I've started to research a little about consistently low lymphocytes, and what hit me right between the eyes, was that one of the causes as listed on numerous medical sites, could be DiGeorge anomaly. DiGeorge is the name given to Velo Cardio Facial Syndrome, or 22q11.2 deletion, when the child has low immunity function. Most syndromes/diseases/chromosomal abnormalities, have a list of features, that's split into major and minor. Usually, you have to have x number of major and x number of minor features, to be classified as having that syndrome/disease/etc. With 22q11.2 deletion, there's something like 189 features, with most of them listed as minor. There's only a few handfuls of major feautures. Like heart defects, cleft palate, psychiatric behavioural problems, learning disabilities, etc. Including in these, are also "Immune deficiency" listed. So it's one of the major features of the disease. If you have it, they call it the DiGeorge anomaly, on some sites.

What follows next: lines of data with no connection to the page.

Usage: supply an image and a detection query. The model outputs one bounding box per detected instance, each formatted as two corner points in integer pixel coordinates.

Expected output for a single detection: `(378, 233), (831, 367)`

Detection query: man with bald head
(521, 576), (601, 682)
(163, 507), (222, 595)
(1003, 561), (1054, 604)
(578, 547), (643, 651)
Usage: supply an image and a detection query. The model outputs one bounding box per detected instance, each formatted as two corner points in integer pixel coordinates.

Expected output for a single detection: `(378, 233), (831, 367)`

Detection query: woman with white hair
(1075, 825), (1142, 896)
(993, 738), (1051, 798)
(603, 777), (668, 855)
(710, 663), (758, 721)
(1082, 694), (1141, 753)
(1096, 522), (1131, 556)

The strange thing is that children with DiGeorge, are usually frequently ill with infections when they're little. Monkeyman isn't and hasn't been frequently ill. Quite the opposite. Like my other children, he's actually very healthy. Much healthier than the average kid. We would never have known about this low lymphocytes, if it wasn't for his persistant tiredness. So could it be that any of my other children might also have this? Is it something we need to consider and test for? I'm not sure. I think this is putting the cart in front of the horses. But, it has been interesting to read that some children with 22q11.2 syndrome, have consistently low lymphocytes. Just like Monkeyman. It definitely needs some more looking into. But for now, let's just see what his blood tests reveal.